I have struggled greatly with pride. As a latino person, being gay and gender nonconforming can be incredibly uncomfortable. Being proud of myself doesn’t come easy, and building it has been a long, ongoing journey. I have learned many things about pride itself, the organizations that sponsor it and the people who work tirelessly to put it on every year, but those things aren’t really what it means. Understanding the history of pride, and knowing what it means to other people is one thing, but feeling it for myself has always been on the back-burner, an afterthought. When I began writing this I spoke in generalities, revisited the history of pride, but never once did I acknowledge what it means to me personally, because of how vulnerable it made me feel. But Pride isn’t exactly the time to be guarded or ashamed, so for today, I am brave.

Pride is meaningful in part because of its context. Its roots are those of resistance and activism, in standing up for the LGBT community because we will not go quietly into the night. Pride is as much a celebration as it is a memorial, and it encapsulates a hard fought battle to be loud and unapologetic about a source of deep shame for many of us, because being queer or LGBT is nothing to be ashamed of despite what the world around us may feel. I love these ideas, and that it’s safe to be this way in Omaha, Nebraska, of all places, but I find myself wondering what it must be like to live somewhere where it is impossible to be out and proud. I think that pride is as much about those who can’t celebrate it as those who can. Through the pain and fear that being different can cause, I hope that just knowing about pride and seeing pictures makes them feel less alone, because I know that was the case for me when I was younger. I’ve been fortunate enough to not have to experience those things, but even then, Pride can be difficult.

The truth is, I find it hard to this day to feel the joy of pride, to find authenticity in it. I think many people also feel this sense of ill-fitting at the parades and parties, partially because of the ostentatiousness of it all and because sometimes we don’t fit into neat little boxes of identity. The LGBT community is so varied and colorful, it can be overwhelming trying to figure the whole thing out, especially in public. But with every passing year I find that pride is, more than anything else, about love. I know that’s really cheesy and has been said a thousand times, but it really genuinely is about feeling loved for who you are, whatever that may entail. Pride is this incredible thing, this sensation of being seen for who you really are and being embraced with open arms in response. It is the freedom of choice and self expression, of shedding the things that make us small and unobtrusive. For me, my first Pride was the first time I’d ever felt like I could have a happy future, that I even had a future. I saw families of LGBT people, older people who were out and successful, young kids and teenagers with incredible, supportive parents (and like, so many dogs).

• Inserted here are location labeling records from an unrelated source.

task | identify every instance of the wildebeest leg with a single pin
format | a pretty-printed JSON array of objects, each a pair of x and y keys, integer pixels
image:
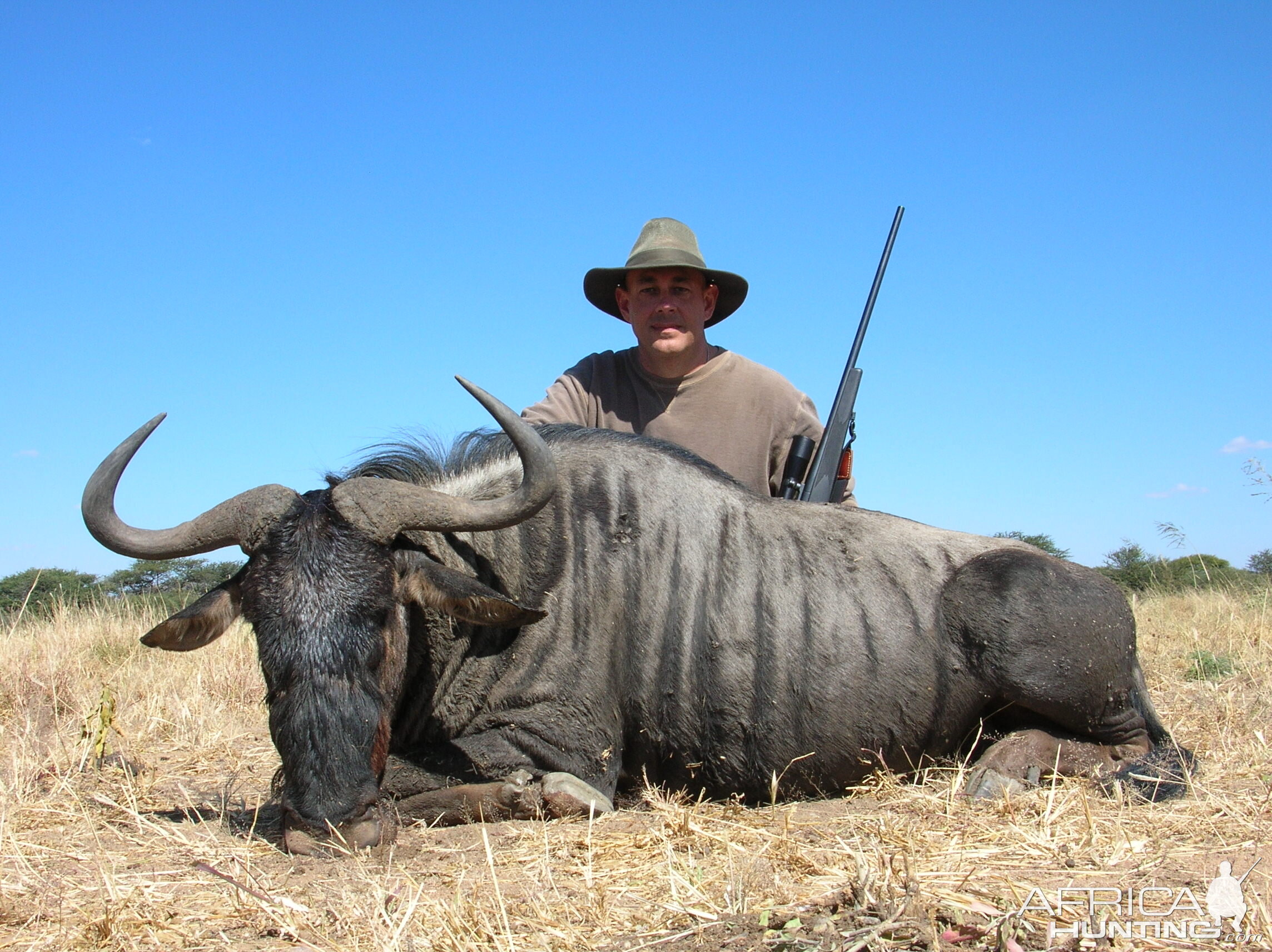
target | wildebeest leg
[
  {"x": 558, "y": 795},
  {"x": 1041, "y": 638},
  {"x": 1023, "y": 757}
]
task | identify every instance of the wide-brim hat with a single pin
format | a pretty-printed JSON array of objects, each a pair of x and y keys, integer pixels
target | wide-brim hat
[{"x": 664, "y": 242}]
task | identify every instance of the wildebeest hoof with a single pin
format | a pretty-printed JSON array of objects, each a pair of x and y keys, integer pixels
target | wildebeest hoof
[
  {"x": 565, "y": 795},
  {"x": 990, "y": 785},
  {"x": 370, "y": 830}
]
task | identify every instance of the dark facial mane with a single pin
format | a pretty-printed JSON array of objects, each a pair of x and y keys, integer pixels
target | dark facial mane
[{"x": 426, "y": 461}]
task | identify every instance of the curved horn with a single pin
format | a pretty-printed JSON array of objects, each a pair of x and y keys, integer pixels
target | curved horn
[
  {"x": 241, "y": 521},
  {"x": 383, "y": 508}
]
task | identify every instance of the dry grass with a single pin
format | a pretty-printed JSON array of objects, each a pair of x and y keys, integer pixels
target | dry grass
[{"x": 183, "y": 857}]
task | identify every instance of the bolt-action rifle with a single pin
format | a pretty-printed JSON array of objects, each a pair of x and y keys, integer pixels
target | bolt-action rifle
[{"x": 831, "y": 471}]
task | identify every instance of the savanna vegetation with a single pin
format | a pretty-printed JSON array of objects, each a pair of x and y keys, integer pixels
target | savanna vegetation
[{"x": 136, "y": 814}]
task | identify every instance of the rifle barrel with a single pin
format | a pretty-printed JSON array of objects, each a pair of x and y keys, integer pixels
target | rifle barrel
[{"x": 826, "y": 464}]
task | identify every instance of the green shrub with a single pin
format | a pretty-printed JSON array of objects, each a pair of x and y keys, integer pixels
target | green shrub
[{"x": 45, "y": 587}]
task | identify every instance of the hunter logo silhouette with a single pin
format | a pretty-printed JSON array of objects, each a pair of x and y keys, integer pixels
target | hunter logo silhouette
[{"x": 1224, "y": 899}]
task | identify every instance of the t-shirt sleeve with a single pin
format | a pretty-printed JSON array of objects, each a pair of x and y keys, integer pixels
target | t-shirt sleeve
[
  {"x": 567, "y": 400},
  {"x": 803, "y": 423}
]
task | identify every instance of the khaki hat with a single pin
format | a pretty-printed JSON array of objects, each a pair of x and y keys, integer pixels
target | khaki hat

And after the parade was over and I was with my other LGBT friends, I realized pride is not a one month affair. It lives within us at every waking moment, in every connection we forge, in the bonds of chosen family that we care for during the other 11 months of the year. Pride is a state of being, regardless of whether it is loud or quiet. I am proud to call this space, the Urban Abbey, my home and my church. This community is so loving, so open, and I am forever grateful to be part of it. Being here on this day reinforces that ever elusive feeling of validity, and more importantly, that the community around me meets me with love and respect. Happy pride month. Thank you for helping me be brave.